If people don’t ‘get’ user story writing, try this simple exercise: Take a non-functional requirement and convert it into one or more stories by looking for the user(s). Here’s an example from a project I did a few years ago:
The Functional Spec included a non-functional requirement for an overnight batch run to create a particular database report. We looked for the users and discovered that this report was for only one person, who liked to begin each day by looking over yesterday’s figures. So we turned the requirement around and wrote it from that user’s point of view. Now we have a user story concerning this chap’s wish to read that report. It completely replaces the earlier non-functional statement, which was clearly a solution, not a requirement.

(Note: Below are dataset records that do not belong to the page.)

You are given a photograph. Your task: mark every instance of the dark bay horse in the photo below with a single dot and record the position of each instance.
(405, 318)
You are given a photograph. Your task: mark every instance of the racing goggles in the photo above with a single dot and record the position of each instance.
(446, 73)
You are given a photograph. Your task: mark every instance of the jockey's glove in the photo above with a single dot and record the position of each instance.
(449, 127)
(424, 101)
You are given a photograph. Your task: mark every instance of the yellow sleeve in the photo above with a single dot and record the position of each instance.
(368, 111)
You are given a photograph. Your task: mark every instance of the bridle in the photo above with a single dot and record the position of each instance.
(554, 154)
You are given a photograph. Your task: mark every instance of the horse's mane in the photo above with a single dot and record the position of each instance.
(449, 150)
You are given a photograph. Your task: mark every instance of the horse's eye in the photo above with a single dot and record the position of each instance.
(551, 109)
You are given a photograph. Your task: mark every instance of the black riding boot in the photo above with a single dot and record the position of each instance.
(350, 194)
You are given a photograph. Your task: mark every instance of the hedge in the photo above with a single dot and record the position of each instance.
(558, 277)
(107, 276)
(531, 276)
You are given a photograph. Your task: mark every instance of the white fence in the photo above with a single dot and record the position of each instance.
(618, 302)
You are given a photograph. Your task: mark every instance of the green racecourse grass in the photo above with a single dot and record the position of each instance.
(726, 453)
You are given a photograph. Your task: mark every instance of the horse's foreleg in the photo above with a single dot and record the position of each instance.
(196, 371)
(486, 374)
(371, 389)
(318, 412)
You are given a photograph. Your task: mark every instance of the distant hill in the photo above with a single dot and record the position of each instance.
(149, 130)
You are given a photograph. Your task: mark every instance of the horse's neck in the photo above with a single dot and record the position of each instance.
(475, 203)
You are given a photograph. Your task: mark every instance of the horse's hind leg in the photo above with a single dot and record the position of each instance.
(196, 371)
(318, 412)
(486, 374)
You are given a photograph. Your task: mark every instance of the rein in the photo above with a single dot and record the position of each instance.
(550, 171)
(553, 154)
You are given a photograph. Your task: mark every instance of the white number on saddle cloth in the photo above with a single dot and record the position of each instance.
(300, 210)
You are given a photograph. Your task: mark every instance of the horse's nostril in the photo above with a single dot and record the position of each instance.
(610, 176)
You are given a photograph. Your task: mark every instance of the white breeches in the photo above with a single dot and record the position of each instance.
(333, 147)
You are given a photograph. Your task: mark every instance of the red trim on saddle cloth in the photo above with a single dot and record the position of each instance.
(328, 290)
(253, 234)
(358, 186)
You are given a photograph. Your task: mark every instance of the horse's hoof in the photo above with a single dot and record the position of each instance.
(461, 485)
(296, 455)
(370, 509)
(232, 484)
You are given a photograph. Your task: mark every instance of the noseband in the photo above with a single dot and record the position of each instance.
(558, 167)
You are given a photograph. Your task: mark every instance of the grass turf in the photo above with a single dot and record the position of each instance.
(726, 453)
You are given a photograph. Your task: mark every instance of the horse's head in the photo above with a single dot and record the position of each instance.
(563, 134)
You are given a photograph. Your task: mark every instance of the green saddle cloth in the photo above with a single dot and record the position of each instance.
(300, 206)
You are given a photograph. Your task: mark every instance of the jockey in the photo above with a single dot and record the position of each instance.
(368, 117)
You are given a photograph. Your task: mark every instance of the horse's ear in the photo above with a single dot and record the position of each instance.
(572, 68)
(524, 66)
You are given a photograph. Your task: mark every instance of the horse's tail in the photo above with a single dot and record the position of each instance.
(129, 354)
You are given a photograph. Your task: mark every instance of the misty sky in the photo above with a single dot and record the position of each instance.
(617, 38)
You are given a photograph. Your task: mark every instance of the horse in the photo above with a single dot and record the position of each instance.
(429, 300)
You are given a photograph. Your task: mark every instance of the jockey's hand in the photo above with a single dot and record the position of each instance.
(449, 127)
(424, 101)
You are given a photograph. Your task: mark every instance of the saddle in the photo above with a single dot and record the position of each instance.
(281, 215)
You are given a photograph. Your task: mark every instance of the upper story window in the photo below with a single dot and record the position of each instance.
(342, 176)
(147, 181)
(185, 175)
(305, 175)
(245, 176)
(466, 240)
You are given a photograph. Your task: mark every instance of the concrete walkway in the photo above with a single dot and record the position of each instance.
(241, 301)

User stories also free the developers to be creative in providing a solution, because they are focused only on the business need and not on the analyst’s perception of today’s (or yesterday’s) technical constraints. On the project above it turned out to be easiest to build the report on the fly, incrementing it with every transaction throughout the day. This solution failed to meet the original ‘requirement’, but in fact over-delivered for the user, who was now able to view his figures at any time during the day.

Stephen
December 13, 2011
This is whole concept of User Stories is nuts – providing ambiguous desriptions of requirements to development and expect them to deliver what the customer wants!! really!! – get real… you must discuss and model the customers requirements and produce a Business Process Diagram (BPD)/ Use Case (high-level at least) and then a flow of events – its been my experience that gaps in functionality and poor customer satisfaction arises from poorly spec’d requirements and leaves you open to scope creap whereby the functional requirements from an users perspective are not met because the user story is not completely fleshed out. User Stories are ONLY useful if considered as a high-level 4-line paragraph that descripts a use case. Modelling BPD’s and Use Cases ensure that the complete end-to-end view of a customers requirement can be met – a small paragraph doesnt achieve this.